6. Not Configuring a Dead Letter Exchange Means Rejected Messages Vanish¶

A consumer rejects a message with basic_nack(requeue=False) because it can't process it. Without a Dead Letter Exchange (DLX), the message is silently discarded. You have no way to inspect what failed or retry it later. Fix: Always configure a DLX for queues that process important messages. Create a *.dlq queue bound to a dead-letter exchange, and set the policy: rabbitmqctl set_policy dlx "^" '{"dead-letter-exchange": "main.dlx"}'. Monitor DLQ depth as an operational metric — growth indicates systematic processing failures.

7. Publishing to a Non-Existent Exchange Silently Drops Messages¶

You publish a message to an exchange that hasn't been declared yet. In AMQP, publishing to a non-existent exchange with the basic publish method returns no error — the broker silently drops the message. Your application thinks it succeeded. Fix: Enable publisher confirms (channel.confirm_select()) and handle returned/nacked messages. Use mandatory=True to get messages returned if they can't be routed. Declare exchanges and queues at application startup and verify they exist before publishing. Use passive declarations to check without creating.

8. Running RabbitMQ With Default Credentials in Production¶

You deploy RabbitMQ and forget to change the default guest/guest account. The guest user can only connect from localhost by default, so it's not immediately exploitable — but operators often work around this by enabling guest remote access. Now the broker is accessible with known credentials. Fix: Create application-specific users with minimal permissions (set_permissions scoped to specific vhosts and patterns). Delete or disable the guest user. Enable the management plugin with TLS. Rotate credentials regularly and inject them via secrets management, not config files.

Debug clue: The guest user can only connect from localhost by default (loopback_users.guest = true). If you see ACCESS_REFUSED - Login was refused using authentication mechanism PLAIN from a remote host, it is the loopback restriction, not a wrong password. Create a dedicated user instead of enabling remote guest access.

9. Ignoring Disk Free Alarms Until the Broker Stops Accepting Writes¶

RabbitMQ monitors disk space and blocks publishers when free disk drops below a threshold (default: 50MB or 5% of RAM, whichever is larger).
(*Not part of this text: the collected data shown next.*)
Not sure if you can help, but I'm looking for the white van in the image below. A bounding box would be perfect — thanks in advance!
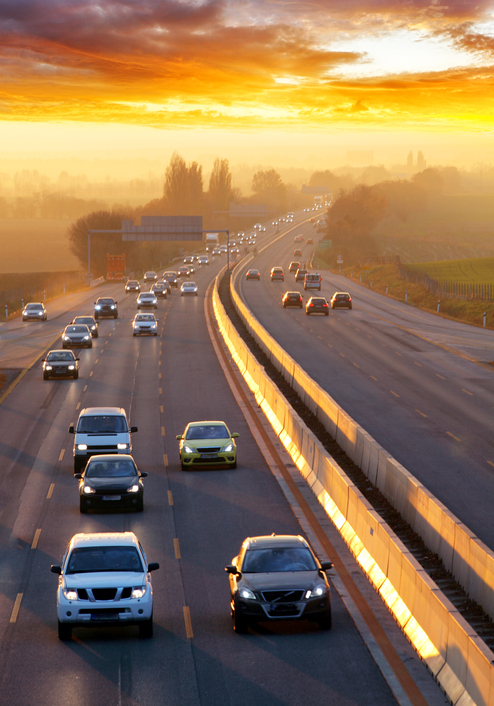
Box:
[69,407,138,473]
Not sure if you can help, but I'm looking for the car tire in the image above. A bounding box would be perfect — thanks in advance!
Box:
[325,312,329,316]
[229,460,237,470]
[114,314,117,319]
[88,343,92,349]
[139,615,153,638]
[318,612,332,630]
[80,502,88,514]
[43,372,49,380]
[133,332,136,336]
[233,608,249,634]
[58,621,72,640]
[349,305,352,310]
[306,311,310,315]
[136,499,144,512]
[73,371,79,379]
[180,461,188,471]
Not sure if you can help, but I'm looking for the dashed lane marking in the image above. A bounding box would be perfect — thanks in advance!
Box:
[10,594,23,623]
[183,607,193,638]
[58,449,65,462]
[47,483,55,499]
[174,538,181,559]
[447,431,461,442]
[32,529,41,550]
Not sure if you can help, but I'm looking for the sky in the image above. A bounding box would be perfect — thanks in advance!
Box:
[1,0,494,164]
If you're not alerting on disk free, you discover this condition when applications stop processing messages. Fix: Alert when disk free falls below 20% on the RabbitMQ data volume (/var/lib/rabbitmq). Monitor the disk_free_alarm metric via the management API. Persistent messages, Mnesia database, and log files all compete for the same disk. Size the volume generously relative to queue depth expectations.